You need to create some policies and attach them to a role. That will give your Lambda function the ability to execute. The easiest way to do this is to create a single IAM policy that grants all the permissions you need, and then attach that one policy to the Lambda role. (You could have a few policies—one for elasticsearch, one for S3, one for CloudWatch Logs—and then attach 3 policies to the one role)
The IAM policy allows 3 things: Reading your S3 bucket to get cloudtrail, posting records to your ElasticSearch cluster, and CloudWatch Logs for writing any errors or logging.
- Edit the
lambda-iam-policy.json
file- Add in the bucket name for your bucket.
- Add in the domain name you assigned to your ElasticSearch domain.
- Create an IAM policy, name it like
cloudtrail_efk
and set its contents to be thelambda-iam-policy.json
file. - Create an AWS IAM role.
- Choose Lambda as the service for the role.

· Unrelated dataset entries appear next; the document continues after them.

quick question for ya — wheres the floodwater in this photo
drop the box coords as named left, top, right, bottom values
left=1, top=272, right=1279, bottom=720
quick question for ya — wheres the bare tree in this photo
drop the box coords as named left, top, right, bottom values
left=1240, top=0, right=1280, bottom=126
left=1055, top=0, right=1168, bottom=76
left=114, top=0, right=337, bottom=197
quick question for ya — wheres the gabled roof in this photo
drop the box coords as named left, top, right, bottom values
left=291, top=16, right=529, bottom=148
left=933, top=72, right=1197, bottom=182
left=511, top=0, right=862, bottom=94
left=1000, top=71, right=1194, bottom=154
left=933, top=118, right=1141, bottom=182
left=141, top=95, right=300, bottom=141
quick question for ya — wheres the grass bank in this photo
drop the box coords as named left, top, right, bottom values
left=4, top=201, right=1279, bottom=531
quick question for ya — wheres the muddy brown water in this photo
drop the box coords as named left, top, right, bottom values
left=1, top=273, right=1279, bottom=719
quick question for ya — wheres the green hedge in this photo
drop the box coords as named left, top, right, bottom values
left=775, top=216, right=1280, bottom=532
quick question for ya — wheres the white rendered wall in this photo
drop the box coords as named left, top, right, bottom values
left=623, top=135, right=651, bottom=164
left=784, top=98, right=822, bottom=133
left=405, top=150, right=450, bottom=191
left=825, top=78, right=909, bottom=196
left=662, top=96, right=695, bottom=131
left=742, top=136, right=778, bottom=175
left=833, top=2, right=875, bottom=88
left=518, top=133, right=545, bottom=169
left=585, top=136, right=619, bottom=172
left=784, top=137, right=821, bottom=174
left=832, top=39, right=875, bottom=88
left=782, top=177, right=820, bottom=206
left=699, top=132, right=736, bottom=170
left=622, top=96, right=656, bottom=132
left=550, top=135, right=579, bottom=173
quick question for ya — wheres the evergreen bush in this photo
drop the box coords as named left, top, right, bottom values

- Attach the policy you created.
- Attach
AWSLambdaVPCAccessExecutionRole
as well.
- Pull this repo
pip install requests -t .
- Make any changes you need
- Tag appropriately (use semver)
zip -r cloudtrail_efk.zip cloudtrail2ES.py *
- Create a new lambda in the AWS console with Python 3
- Set the handler to be
cloudtrail2ES.lambda_handler
- Fill in your environment variables. Example below
- Test the lambda function:
- Edit
test-cloudtrail-event.json
to have the correct bucket and a real key (filename in S3) - Try the test and make sure your data is showing up in ES
- Publish a Lambda version that matches your Git tag
Example environment variables:
ES_INDEX: cloudtrail
ES_HOST: foo.example.com:9200
ES_USER: cloudtrail_lambda
ES_PASS: very_good_password
- Go to your S3 Bucket in the console.
- Click on Properties
- Click on Events
- Click + Add Notification
- Name the event
- For Events, select "All object create events"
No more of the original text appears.